Burma: Further war crimes uncovered in Kachin and Shan states
Share this on

Burma: Further war crimes uncovered in Kachin and Shan states

BURMA (Myanmar) has deliberately obstructed aid deliveries to civilians in war-torn Kachin and northern Shan states, actions that may amount to war crimes, a human rights group said Thursday.

The report from Fortify Rights comes swift on the heels of evidence from the United Nations of crimes against humanity against the Rohingya in Rakhine state, and calls for the generals responsible to be tried for genocide.

“Consecutive governments and the military have willfully obstructed local and international aid groups, denying Kachin civilians access to aid,” Fortify Rights’ chief executive officer Matthew Smith said in a statement.

“This may amount to a war crime, giving even more reason for the UN Security Council to refer Myanmar to the International Criminal Court.”

The fighting in Burma’s northern borderlands is one of the world’s longest-running civil wars, with the powerful Kachin Independence Army (KIA) rebel group and Burma’s army locked in conflict since the 1960s.

While sporadic fighting has continued in the region since the breakdown of a ceasefire seven years ago, rights groups say the army has stepped up its campaign in recent months while global attention focuses on the Rohingya crisis.

Data collected by the European Commission estimates over 100,000 people have been internally displaced by the conflict.

Fortify Rights accused the military of “weaponising the denial of humanitarian aid,” claiming the internally displaced people (IDPs) have been systematically denied vital resources such as food, water, healthcare and shelter.

SEE ALSO: Burma’s forgotten war

“The extent to which the Myanmar government is denying people aid in Kachin state is staggering,” Fortify Rights Myanmar human rights expert David Baulk told reporters Thursday, calling for the restitution of “safe, sustained and unfettered access to all displaced populations.”

The report found that Beijing pushed Burma authorities and ethnic armies to prevent UN and international humanitarian aid groups from operating on Burma’s side of the shared border with China’s Yunnan province, where most of the displaced Kachin are sheltering and in need of assistance.

Through interviews with nearly 200 stakeholders at more than 20 mostly Kachin state-based displacement camps between 2013 and 2018, Fortify Rights determined that Burma’s government imposed unnecessary travel restrictions on aid groups seeking to enter both government- and KIA-controlled areas in the region.

“The government’s travel-authorisation process for aid groups in Myanmar effectively acts as a restriction on aid and humanitarian access to displaced populations in violation of international humanitarian law,” Fortify Rights said.

“The onerous and vague measures imposed through the travel-authorisation process involve civilian authorities and have not only led to undue delays in the delivery of aid to people in need but have completely obstructed humanitarian operations in some areas of Kachin State.”

From June 2017 to June 2018, just 5 percent of 562 applications filed by international groups for government-controlled areas were approved, the report said.

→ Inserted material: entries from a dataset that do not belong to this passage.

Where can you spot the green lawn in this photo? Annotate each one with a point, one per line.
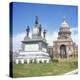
(56, 68)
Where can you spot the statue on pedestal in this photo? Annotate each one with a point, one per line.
(40, 29)
(28, 30)
(44, 33)
(36, 21)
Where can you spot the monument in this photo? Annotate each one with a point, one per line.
(64, 46)
(34, 49)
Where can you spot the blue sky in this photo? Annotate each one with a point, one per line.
(50, 16)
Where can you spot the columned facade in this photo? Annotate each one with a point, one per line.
(63, 47)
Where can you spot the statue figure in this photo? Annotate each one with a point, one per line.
(40, 29)
(28, 30)
(44, 33)
(36, 21)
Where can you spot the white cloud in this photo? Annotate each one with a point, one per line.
(50, 38)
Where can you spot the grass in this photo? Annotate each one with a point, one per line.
(55, 68)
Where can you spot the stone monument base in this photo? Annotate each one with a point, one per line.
(32, 57)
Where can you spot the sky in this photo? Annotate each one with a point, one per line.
(50, 17)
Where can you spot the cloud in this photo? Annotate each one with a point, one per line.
(50, 38)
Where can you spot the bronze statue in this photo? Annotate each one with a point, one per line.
(36, 21)
(40, 29)
(28, 30)
(44, 33)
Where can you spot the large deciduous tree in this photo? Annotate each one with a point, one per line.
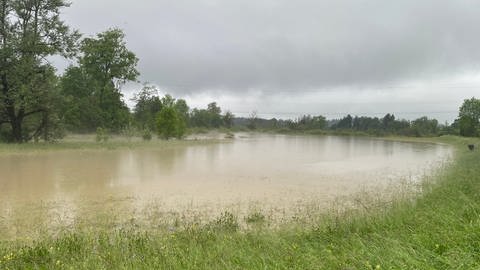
(30, 32)
(469, 117)
(93, 87)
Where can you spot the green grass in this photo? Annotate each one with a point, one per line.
(440, 229)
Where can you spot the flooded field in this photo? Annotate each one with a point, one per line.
(269, 171)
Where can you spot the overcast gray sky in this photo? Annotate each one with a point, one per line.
(285, 58)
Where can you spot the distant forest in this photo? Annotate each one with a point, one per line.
(38, 104)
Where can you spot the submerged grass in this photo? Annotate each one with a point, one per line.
(439, 229)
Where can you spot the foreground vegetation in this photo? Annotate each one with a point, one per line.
(440, 229)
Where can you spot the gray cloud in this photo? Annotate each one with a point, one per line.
(283, 45)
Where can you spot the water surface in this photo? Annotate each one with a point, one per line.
(271, 170)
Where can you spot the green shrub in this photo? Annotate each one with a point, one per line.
(102, 135)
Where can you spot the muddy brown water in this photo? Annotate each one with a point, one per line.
(268, 170)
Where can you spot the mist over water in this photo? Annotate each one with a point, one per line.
(273, 170)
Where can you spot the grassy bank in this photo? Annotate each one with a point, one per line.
(438, 230)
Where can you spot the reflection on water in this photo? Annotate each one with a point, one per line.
(270, 169)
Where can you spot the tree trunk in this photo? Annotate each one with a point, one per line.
(17, 130)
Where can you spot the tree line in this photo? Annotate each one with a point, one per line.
(466, 124)
(38, 104)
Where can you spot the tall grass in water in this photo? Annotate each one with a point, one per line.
(440, 229)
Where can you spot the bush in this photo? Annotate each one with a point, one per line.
(147, 135)
(102, 135)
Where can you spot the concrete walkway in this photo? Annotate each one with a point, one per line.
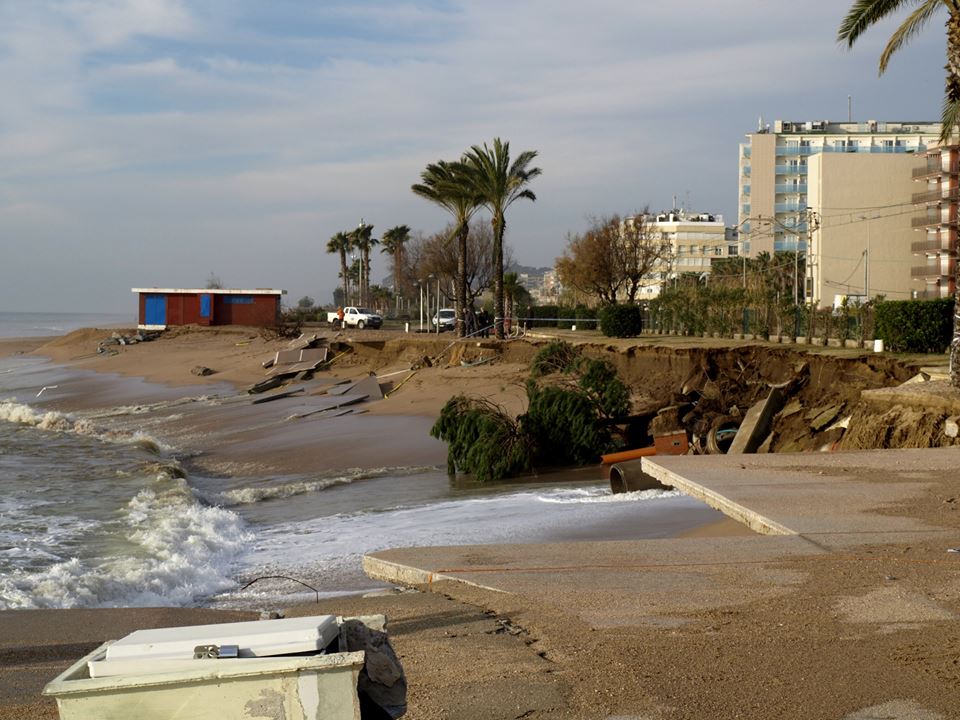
(808, 509)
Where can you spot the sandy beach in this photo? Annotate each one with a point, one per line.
(475, 653)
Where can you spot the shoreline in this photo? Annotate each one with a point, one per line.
(29, 658)
(780, 636)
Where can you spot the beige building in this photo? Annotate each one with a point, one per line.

Since May 2017, 40,000 IDPs in rebel-held areas have been effectively cut off; one humanitarian actor said the process felt so futile that organisations were discouraged from even trying.

According to the report, Burma’s military have “killed, raped, and tortured civilians with impunity,” and both sides have continued to use landmines and child soldiers.

SEE ALSO: Will anyone pay for crimes against the Rohingya?

The report comes just four days after a UN fact-finding mission accused the Burmese military of carrying out war crimes in northern Rakhine state.

The mission documented patterns of gross human rights violations and abuses that included killing indiscriminately, gang-raping women, assaulting children, and burning entire villages.

Investigators found the military had been operating without consequence, saying: “Impunity is deeply entrenched in Myanmar’s political and legal system, effectively placing the Tatmadaw (military) above the law.”

Fortify Rights hopes their latest report will add weight to calls for generals to be tried before the International Criminal Court.

“Impunity in this country has reigned for way too long,” said Amy Smith, executive director of Fortify Rights. “We’re hoping that this week marks the beginning of a new era, we’re hoping that it marks the step towards seeing some accountability, a step towards the end of that impunity.”